In 2021, no scheduled passenger services were operated on the line; however, sporadic freight traffic was conducted on the operational section. Since 2019, heritage trains pulled by steam locomotives have appeared on the line.

== Plans for the future ==
In August 2018, a plan was developed to reactivate the railway line and extend it to Busko-Zdrój as part of the planned construction of the Central Communication Port and the creation of a rail connection for Central Communication Port passengers from Tarnów via Kielce. The new connection, which would pass through Żabno, would bypass Dąbrowa Tarnowska and Szczucin.
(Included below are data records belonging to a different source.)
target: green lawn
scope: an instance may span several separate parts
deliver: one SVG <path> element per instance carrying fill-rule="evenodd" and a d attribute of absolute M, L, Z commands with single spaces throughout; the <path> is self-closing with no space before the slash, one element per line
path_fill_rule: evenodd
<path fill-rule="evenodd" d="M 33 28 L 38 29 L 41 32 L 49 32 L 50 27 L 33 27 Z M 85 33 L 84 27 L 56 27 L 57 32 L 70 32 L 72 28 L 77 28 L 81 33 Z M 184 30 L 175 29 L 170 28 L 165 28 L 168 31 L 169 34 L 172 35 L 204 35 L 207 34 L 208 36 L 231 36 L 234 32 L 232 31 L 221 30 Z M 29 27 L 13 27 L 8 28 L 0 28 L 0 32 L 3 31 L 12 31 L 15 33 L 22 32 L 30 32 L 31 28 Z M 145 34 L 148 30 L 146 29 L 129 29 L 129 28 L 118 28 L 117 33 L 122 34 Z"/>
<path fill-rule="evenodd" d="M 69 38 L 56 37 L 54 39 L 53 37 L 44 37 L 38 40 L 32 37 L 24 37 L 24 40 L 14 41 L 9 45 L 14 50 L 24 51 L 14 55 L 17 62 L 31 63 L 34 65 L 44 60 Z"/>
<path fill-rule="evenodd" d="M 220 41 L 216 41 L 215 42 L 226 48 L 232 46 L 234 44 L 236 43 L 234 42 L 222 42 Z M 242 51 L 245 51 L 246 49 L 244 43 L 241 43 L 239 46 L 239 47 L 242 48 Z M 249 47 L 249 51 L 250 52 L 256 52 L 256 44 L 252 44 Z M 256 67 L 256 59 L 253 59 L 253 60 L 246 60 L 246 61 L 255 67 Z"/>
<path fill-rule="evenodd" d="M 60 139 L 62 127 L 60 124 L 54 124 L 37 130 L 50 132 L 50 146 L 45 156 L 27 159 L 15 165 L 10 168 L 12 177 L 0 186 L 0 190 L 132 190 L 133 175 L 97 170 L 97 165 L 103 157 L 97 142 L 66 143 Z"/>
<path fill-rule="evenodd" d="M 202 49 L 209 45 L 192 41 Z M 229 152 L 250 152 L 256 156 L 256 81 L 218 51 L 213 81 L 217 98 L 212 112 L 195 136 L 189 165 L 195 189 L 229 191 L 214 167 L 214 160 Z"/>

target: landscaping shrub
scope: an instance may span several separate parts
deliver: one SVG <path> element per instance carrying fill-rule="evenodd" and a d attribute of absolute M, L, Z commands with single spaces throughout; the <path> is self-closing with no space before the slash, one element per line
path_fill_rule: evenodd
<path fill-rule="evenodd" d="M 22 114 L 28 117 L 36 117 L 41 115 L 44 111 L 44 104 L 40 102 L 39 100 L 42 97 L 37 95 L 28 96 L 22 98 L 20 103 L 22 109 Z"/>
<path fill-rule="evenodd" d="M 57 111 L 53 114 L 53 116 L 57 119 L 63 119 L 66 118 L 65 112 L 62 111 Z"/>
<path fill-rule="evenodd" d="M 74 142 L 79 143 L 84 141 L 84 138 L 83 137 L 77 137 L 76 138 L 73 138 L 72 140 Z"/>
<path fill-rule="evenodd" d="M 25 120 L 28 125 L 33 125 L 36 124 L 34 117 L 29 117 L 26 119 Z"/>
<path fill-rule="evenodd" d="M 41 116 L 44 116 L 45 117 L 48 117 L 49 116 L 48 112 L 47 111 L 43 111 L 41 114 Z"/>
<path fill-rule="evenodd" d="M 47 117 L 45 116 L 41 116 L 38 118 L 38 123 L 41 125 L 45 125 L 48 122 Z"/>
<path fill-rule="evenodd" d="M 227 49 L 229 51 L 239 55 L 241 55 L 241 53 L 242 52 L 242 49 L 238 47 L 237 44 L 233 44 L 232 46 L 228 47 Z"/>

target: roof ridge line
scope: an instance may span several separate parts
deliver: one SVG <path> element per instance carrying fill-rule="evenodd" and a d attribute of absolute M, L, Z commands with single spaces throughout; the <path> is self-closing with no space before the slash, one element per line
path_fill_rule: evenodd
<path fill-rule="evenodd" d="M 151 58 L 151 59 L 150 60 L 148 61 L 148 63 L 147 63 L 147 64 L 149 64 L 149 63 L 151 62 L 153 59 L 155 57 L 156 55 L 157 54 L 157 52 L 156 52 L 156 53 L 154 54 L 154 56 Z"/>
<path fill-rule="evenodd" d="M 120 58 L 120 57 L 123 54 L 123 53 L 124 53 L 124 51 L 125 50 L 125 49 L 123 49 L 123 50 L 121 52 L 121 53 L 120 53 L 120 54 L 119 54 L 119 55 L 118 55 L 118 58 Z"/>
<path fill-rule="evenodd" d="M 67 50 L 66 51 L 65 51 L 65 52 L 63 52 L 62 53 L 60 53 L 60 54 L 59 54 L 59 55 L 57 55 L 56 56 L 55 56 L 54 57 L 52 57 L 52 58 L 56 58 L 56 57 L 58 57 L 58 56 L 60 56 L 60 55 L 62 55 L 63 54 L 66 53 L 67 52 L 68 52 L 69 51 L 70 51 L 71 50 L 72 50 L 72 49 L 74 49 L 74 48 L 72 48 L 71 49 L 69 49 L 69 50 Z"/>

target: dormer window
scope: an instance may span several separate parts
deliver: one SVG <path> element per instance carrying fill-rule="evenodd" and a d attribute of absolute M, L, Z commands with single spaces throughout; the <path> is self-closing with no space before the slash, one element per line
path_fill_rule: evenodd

However, in October 2018, Mikołaj Wild, the Deputy Minister of Infrastructure and Government Plenipotentiary for the construction of the Central Communication Port, did not rule out the reactivation of the railway line to Dąbrowa Tarnowska in connection with the Central Communication Port construction. In addition, the connection was planned to be part of a route linking Warsaw, Tarnów, and Nowy Sącz with Budapest.

The Regulation of the Council of Ministers of 29 April 2019, amending the regulation concerning the list of railway lines of national importance, includes the former railway line no. 115 along with the Sitkówka-Nowiny–Busko-Zdrój railway and the planned section Busko-Zdrój–Tarnów, marking it in its entirety as railway line no. 73. The regulation entered into force on 29 May 2019.

In 2020, the modernization of the Tarnów–Szczucin line was included in the investment program for the Polish State Railways from 2021 to 2030, with a perspective extending to 2040.